Por dois dias, o Reset tentou obter um posicionamento da BBF, mas a empresa não respondeu aos pedidos de esclarecimentos. A Aneel não se posiciona sobre processos em andamento, mas monitora de perto a situação e tem mantido reuniões praticamente diárias com a empresa.

No recurso em que tenta desbloquear suas contas, a BBF alega que a suspensão de cobranças por 60 dias incluía todo tipo de contrato, não apenas aqueles que estavam com atraso, o que tornaria os bloqueios ilegais.

Mas Vórtx e Opea, as credoras, que conseguiram os bloqueios na Justiça, argumentam que não são as primeiras a tentar escapar de um possível calote.

Elas citam, como exemplo, o caso do Banco da Amazônia S.A. (Basa), com o qual a BBF detém um empréstimo de cerca de R$ 230 milhões e que teve contratação e vencimentos antecipados automaticamente, no dia 10 de fevereiro, devido ao atraso no pagamento de parcelas.

“Não prospera a alegação falaciosa das credoras Vórtx e Opea”, declarou a BBF à Justiça, acusando as empresas de promoverem uma “ardilosa tentativa de receber valores que nem sequer são devidos”.

Um terceiro pedido de retenção imediata também recaiu sobre as contas e aplicações financeiras da BBF. O Intrabank Fundo de Investimento conseguiu fazer o arresto de mais R$ 478 mil, referente à parcela que venceria no futuro. Para a BBF, o juízo paulista foi “ludibriado pela fantasiosa narrativa criada pelo Intrabank”.

Além da derrubada dos bloqueios, a BBF pede multa contra as empresas, sob o argumento de que descumpriram uma decisão judicial anterior e a justificativa de que o cenário atual “esvaziará absolutamente todo o caixa do Grupo BBF em poucos dias, em verdadeiro efeito dominó que, frise-se, já está ocorrendo”.

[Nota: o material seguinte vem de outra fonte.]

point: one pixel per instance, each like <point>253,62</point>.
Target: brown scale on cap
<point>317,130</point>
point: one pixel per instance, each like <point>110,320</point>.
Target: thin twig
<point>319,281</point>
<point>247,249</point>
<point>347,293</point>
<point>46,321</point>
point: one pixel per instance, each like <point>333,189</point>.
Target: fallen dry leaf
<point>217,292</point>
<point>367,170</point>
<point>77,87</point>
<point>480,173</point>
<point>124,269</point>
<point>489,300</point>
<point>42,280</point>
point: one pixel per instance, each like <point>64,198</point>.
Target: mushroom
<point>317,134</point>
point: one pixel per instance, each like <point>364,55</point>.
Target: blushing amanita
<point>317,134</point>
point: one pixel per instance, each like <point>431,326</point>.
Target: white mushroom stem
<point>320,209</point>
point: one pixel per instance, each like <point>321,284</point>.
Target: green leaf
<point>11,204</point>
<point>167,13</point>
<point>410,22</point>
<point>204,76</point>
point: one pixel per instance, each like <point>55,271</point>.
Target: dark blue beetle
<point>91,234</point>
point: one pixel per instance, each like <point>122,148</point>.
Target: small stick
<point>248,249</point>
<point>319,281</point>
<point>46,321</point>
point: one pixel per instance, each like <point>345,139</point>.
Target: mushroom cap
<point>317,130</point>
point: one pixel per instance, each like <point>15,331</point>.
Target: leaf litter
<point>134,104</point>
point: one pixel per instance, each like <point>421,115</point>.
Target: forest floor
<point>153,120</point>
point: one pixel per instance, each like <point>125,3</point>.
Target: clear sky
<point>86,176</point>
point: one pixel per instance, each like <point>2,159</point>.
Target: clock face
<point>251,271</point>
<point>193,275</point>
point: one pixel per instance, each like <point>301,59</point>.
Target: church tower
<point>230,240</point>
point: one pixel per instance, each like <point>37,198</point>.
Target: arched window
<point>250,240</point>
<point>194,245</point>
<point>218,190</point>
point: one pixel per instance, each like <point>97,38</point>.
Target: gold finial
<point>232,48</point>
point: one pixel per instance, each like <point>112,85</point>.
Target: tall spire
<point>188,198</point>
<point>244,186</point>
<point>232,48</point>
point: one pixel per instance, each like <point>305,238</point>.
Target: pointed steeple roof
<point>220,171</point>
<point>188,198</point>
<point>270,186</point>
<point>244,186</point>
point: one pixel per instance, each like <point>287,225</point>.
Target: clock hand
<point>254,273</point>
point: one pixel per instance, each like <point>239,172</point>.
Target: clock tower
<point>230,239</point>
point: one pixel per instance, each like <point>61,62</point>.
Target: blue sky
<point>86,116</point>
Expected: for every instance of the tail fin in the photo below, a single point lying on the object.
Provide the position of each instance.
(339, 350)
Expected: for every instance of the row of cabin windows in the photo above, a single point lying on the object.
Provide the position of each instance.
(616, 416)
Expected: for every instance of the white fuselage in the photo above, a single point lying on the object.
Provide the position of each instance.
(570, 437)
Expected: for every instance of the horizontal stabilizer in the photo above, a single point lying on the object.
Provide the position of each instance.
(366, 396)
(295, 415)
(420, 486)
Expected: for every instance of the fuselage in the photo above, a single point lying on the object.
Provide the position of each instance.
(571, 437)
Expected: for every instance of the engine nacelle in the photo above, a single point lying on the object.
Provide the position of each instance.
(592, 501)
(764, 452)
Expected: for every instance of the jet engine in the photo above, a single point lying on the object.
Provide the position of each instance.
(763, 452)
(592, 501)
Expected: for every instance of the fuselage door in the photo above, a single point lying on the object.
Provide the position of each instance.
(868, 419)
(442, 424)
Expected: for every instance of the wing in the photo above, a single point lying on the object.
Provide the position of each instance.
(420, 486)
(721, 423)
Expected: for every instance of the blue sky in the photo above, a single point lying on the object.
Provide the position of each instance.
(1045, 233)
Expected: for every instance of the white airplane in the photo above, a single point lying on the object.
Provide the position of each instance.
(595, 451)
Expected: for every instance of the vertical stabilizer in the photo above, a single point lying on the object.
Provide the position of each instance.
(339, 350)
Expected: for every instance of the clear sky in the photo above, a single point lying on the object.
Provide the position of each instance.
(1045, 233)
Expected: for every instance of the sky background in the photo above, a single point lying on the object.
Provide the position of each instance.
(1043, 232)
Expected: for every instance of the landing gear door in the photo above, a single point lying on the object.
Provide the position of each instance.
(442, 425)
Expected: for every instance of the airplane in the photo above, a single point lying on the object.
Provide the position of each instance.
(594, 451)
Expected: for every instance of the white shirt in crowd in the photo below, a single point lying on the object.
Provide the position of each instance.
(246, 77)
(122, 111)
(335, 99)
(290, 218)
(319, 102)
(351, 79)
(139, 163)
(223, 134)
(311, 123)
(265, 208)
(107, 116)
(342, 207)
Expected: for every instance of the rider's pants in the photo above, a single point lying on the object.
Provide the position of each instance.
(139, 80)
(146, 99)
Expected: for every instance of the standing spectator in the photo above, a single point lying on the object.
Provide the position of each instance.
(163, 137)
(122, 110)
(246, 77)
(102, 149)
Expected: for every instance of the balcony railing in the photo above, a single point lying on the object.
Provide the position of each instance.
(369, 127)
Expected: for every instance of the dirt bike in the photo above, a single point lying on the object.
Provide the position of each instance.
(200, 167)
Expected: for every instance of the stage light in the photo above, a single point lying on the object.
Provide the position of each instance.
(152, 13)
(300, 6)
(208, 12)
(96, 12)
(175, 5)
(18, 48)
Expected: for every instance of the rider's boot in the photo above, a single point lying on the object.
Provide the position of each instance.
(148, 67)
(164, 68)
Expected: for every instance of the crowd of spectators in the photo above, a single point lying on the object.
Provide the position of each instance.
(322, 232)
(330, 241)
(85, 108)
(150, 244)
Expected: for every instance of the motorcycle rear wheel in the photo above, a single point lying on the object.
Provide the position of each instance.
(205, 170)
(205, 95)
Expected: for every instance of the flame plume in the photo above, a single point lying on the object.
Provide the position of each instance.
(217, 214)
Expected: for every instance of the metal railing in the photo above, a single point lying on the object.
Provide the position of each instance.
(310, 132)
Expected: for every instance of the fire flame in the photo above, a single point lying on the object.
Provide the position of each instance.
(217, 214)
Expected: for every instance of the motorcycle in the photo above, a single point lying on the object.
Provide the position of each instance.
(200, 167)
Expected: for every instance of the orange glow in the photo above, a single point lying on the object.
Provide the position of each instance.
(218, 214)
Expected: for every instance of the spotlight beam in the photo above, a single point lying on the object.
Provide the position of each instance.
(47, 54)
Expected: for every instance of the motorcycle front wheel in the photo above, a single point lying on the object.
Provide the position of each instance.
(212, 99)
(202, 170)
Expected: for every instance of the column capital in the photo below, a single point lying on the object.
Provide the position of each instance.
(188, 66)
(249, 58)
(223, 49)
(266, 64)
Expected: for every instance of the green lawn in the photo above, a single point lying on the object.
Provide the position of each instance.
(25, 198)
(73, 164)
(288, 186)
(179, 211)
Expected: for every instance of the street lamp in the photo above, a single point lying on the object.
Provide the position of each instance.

A BBF, empresa que já chegou a registrar faturamento superior a R$ 1 bilhão e que, em junho de 2022, chegou a alcançar a indicação de “grau de investimento” com perspectiva positiva pela Fitch Ratings, uma das maiores agências de classificação de risco de crédito do mundo, hoje não tem uma solução clara sobre seu futuro. Tampouco seus clientes e fornecedores.